The addition of a galvantic isolator, if you are serious, is hardly a method of fixing the problem. However, if it were at all possible to add such a device it may prove to be beneficial during the troubleshooting process so as to eliminate the downtime risk to the network.

Thank you,

Scott

Yeah, I had an idea that maybe it’s an electrical issue, but I’m not certain of that. Interestingly, I’ve just had this experience:

  1. Connected 3 1080ti GPUs. One to the main supply and 2 to alternative.
  2. Started 2 GPUs. One on main supply and one on alternative.
  3. One of them (the one on alternative PSU) got “disconnected”.
  4. I started another GPU on alternative PSU and it worked successfully.

Also, tried linking PSU grounds if anybody was interested in that. Didn’t fix the problem.

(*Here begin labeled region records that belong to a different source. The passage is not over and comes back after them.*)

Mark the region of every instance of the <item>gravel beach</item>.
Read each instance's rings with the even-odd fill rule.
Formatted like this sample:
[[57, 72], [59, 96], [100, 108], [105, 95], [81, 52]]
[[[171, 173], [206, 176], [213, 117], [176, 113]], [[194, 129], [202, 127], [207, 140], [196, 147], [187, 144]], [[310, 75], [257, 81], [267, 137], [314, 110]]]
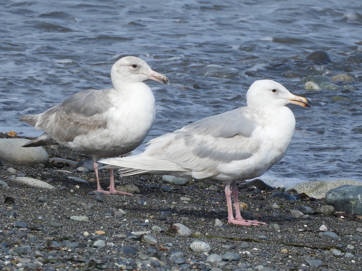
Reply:
[[[62, 147], [45, 149], [50, 157], [89, 158]], [[315, 212], [326, 205], [323, 199], [291, 201], [240, 183], [243, 217], [268, 224], [237, 226], [227, 223], [219, 183], [180, 186], [160, 176], [116, 176], [116, 185], [139, 192], [97, 195], [90, 192], [96, 188], [94, 172], [67, 163], [46, 165], [0, 167], [0, 181], [8, 185], [0, 185], [1, 270], [362, 269], [361, 220]], [[108, 172], [100, 175], [106, 187]], [[11, 178], [17, 176], [56, 189], [19, 185]]]

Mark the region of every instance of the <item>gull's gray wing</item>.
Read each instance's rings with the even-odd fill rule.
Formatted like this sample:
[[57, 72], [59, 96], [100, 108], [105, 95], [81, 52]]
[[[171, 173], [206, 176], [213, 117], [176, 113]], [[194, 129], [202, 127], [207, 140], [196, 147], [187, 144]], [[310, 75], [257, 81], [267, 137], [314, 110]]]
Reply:
[[33, 116], [37, 119], [35, 128], [58, 142], [71, 142], [76, 136], [106, 127], [106, 112], [113, 106], [109, 94], [113, 90], [88, 89], [77, 92], [43, 113], [25, 115], [20, 119], [31, 119]]
[[247, 159], [260, 147], [251, 136], [258, 124], [244, 108], [206, 118], [152, 139], [139, 154], [102, 162], [151, 172], [191, 172], [198, 179], [217, 175], [220, 165]]

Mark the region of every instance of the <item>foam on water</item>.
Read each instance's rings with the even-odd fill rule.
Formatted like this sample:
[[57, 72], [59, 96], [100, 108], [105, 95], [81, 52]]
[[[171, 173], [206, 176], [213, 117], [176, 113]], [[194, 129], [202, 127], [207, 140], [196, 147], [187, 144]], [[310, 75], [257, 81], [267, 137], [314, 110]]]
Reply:
[[[171, 83], [147, 83], [157, 114], [147, 140], [244, 106], [253, 82], [270, 78], [308, 97], [313, 107], [291, 106], [295, 136], [268, 176], [287, 184], [361, 179], [362, 69], [361, 58], [347, 60], [362, 51], [361, 4], [235, 2], [2, 1], [0, 131], [39, 135], [19, 117], [42, 112], [76, 92], [110, 86], [112, 65], [133, 55]], [[303, 60], [319, 49], [332, 63]], [[344, 90], [306, 91], [301, 82], [311, 75], [346, 73], [355, 90], [337, 82]], [[335, 96], [345, 99], [333, 101]]]

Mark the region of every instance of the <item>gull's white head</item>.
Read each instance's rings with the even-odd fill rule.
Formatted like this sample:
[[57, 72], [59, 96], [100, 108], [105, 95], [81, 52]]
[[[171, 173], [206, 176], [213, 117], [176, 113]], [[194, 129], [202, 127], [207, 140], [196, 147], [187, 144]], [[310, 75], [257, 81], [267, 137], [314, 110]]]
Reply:
[[116, 62], [111, 70], [111, 78], [115, 81], [136, 82], [147, 79], [169, 84], [167, 77], [153, 71], [148, 64], [135, 56], [125, 56]]
[[287, 103], [311, 107], [306, 98], [290, 93], [281, 84], [269, 79], [258, 80], [252, 84], [247, 93], [247, 103], [253, 108], [281, 107]]

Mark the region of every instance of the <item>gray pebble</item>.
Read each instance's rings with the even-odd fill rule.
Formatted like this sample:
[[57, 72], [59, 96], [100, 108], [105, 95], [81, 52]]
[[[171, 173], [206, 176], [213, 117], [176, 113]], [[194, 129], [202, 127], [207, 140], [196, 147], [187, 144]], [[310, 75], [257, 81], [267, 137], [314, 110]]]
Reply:
[[334, 256], [337, 258], [340, 258], [343, 256], [343, 253], [340, 250], [335, 249], [332, 250], [332, 254]]
[[222, 255], [223, 261], [239, 261], [240, 259], [240, 255], [239, 254], [232, 252], [228, 252]]
[[89, 169], [86, 168], [84, 166], [80, 166], [77, 168], [77, 171], [78, 172], [85, 172], [85, 173], [89, 173]]
[[171, 192], [171, 187], [168, 185], [163, 185], [161, 187], [161, 190], [164, 192]]
[[6, 170], [7, 171], [8, 171], [12, 173], [16, 173], [16, 170], [14, 168], [8, 168], [8, 169]]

When I turn on just 3 GPUs (into PCIE), but only 1 of them is from the main supply, I usually get the usual alt PSU fail.

Hello,

Can those that are having the issue please let me know they brand of memory that the GPUs have? I am not sure what tools are available under Linux to determine that but on Windows I use GPU-Z by Tech Power Up.

Thank you,

Scott

Micron on my 1080 Ti.

Actually, it seems that if I even use two GPUs and a single PSU the mobo is going to glitch at some point and the system is going to reboot. Takes a while, a day for example, but it’s gonna glitch and reboot. I don’t know what it is. Crazy mobo, or what.

I’m also experiencing this issue in an older motherboard with 5 GPUs. I’m using 1x USB risers with my setup. Are you all using the same? Have you tried seating that specific GPU directly on the motherboard?